I moved from consumer to composer quickly, working in many spaces – Paint, PowerPoint, email threads, instant messenger. In school, I often spent more time on assignments than was necessary, creating original artwork to embed in an essay on Mark Twain, designing unique book covers for my eighth grade attempt at a mystery novel, crafting rhetorically significant transition animations for PowerPoint presentations on the Middle Ages. When personal blogging became popular with my school friends I created both public and private spaces – to share and to protect my ideas. I learned about modern concepts of privacy settings first through the obsessive use of my Xanga account. I learned that my passion was unique when I was the only girl in the first iteration of a programming class my senior year. I learned that tech was everything – my computer and my drill when I made a self-portrait from a digital map of my face and painted tooth picks that eventually won Best of in the school wide art show.

 

In college, I discovered breaking down conventions and flouting rules was something that writers did.

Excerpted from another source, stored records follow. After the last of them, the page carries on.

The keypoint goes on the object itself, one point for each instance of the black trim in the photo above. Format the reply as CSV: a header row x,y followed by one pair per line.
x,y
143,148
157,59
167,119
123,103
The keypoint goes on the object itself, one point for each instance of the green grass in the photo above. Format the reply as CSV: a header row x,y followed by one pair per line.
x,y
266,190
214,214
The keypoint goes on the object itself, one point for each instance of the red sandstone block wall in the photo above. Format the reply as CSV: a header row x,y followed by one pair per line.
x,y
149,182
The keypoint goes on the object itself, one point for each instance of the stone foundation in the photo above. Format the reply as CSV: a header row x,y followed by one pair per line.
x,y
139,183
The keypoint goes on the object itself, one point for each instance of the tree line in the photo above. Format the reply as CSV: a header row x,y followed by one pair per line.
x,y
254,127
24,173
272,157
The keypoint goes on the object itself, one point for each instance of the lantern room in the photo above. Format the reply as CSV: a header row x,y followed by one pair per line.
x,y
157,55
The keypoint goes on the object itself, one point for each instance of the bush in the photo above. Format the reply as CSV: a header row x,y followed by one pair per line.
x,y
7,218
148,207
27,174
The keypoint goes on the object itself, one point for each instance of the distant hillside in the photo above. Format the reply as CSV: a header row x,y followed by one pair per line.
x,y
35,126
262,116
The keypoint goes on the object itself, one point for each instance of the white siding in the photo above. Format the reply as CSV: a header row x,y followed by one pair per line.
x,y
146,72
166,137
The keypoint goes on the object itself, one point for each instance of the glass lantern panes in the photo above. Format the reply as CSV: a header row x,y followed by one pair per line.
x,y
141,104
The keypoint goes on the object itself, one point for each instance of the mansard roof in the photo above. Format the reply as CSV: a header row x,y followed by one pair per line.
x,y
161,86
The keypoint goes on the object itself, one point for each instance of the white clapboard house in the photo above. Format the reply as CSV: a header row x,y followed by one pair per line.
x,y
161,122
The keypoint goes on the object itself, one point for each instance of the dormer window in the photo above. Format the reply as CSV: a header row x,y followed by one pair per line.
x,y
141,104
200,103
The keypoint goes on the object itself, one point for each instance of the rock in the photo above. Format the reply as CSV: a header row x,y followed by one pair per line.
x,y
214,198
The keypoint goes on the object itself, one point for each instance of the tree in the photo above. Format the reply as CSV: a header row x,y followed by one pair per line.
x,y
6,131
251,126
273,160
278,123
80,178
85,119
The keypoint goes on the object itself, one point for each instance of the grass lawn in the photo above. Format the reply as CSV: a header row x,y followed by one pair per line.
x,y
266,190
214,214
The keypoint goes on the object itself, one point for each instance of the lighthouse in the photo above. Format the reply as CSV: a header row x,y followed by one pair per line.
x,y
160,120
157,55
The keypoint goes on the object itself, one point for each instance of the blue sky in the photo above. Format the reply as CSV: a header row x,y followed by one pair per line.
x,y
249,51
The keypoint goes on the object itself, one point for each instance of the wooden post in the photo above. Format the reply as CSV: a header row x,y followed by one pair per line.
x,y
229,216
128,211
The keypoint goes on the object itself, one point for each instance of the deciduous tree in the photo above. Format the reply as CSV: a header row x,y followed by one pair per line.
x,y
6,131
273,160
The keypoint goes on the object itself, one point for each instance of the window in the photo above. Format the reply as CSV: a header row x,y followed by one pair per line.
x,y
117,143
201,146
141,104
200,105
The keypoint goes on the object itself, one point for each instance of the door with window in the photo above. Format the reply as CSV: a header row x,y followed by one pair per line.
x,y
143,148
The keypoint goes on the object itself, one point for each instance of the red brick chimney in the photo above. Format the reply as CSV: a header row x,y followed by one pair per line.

Writers tested boundaries and investigated new methods. In a class on E-Literature I experimented with video poems and shared my work for the first time at an academic conference. Like in high school, I started spending more than the required time to get a project just right – I could spend hours at my laptop editing and reediting until I was satisfied.

 

In graduate school, I started to use these skills for more than just creative work – and quickly realized that all the work I did was creative work. My assignments for the first-year writing class I taught, the technical documents I made for the information technology department, and my thesis project became quilted works of different mediums and different kinds of writing.

 

I continue to experiment, allowing myself to fail – like my father taught to me do. Together, he and I tinker – at times forcing technology to bend just before the point of breaking, to test the limits, and see what else we can do. My relationship with tech is complicated, but I am never not excited to try something else, something new.